A beautiful naked youth was clutched by a huge, haggard woman, her torn dress licking his body like flames, her lips greedily advancing to his delicate face, which shrank back, like a flower withering in the heat of a furnace. There were several versions, crossing and recrossing each other oddly, but always the same flower-like winged boy writhing in the terrible breath of this embrace, always that fainting beautiful face, and those burning lips with the suction of flame. Beneath one of the versions was scrawled, "Amor a Libidine interfectus," and a few lines, half scratched out, of a sonnet. Anne did not read them; she put down the sketch-book. She knew the sense of that allegory, even before her eye caught the words, "and thus my soul," which formed one of the lines of the rough-scrawled sonnet. Anne shuddered. Steps came along the corridor--Hamlin's steps. She sat down near the window, for she expected her heart would have begun beating even to bursting. But it was not so; Miss Brown felt wonderfully calm.
"I want to talk to you about something, Mr Hamlin," she
said, when he had recovered from the surprise of finding her in the studio.
"You have nothing very pressing to do just now, I hope?"
"Nothing," answered Hamlin; "I am at your
disposal." He sat down opposite to her, and began to fidget with the
pencils and pen-knives lying on the table. He was very pale,
haggard, and looked tired and worried.
"You don't seem well," said Anne, mechanically.

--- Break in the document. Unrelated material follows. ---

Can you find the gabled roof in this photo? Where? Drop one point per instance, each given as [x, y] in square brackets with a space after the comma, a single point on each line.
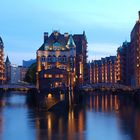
[54, 38]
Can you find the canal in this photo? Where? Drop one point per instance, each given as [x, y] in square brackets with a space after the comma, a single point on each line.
[98, 117]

"I am horribly nervous, that's all," he answered,
passing his hand through his hair. "I suppose it's this damp
heat. Will it annoy you if I smoke a cigarette? I feel my brain
spinning."
Anne nodded, and waited in silence till he had taken two or three
puffs.
"Mr Hamlin," she suddenly began, in a low, steady voice,
rather like a person reciting a lesson, "it is going on three years
since I left Coblenz and came into this house. I am over
twenty-four, and I don't think it is possible to continue much longer on the theory that I am your ward. It is time that something should be decided about my future."
Hamlin listened quietly, with a certain listless and helpless look that
was very painful.
"I quite agree with you," he answered, "and I fully
see how greatly I am to blame in not having forestalled you. You must not
suppose that I have not thought more than once about this matter. I have
done so, I assure you. But somehow, things have always come in the way; and
then, you know, I--I did not wish to put any pressure upon you. In
short, I am unable to say how it is that I have placed myself in what may
appear to be the wrong in this matter."
Again he passed his hand across his head.
"Forgive me," he said, "for being so feeble this
morning. I really have a wretched headache."
"I am very sorry for you," answered Anne, but adding with
the same deliberate resolu-
tion, "but all the same, I feel that I can no longer delay, and that I must avail myself of this opportunity to ask you a question. Have you any intention of marrying me?"
Hamlin, who had been sitting with his head resting on his hand, vacantly
watching the wreathing smoke of his cigarette, suddenly looked up at Anne.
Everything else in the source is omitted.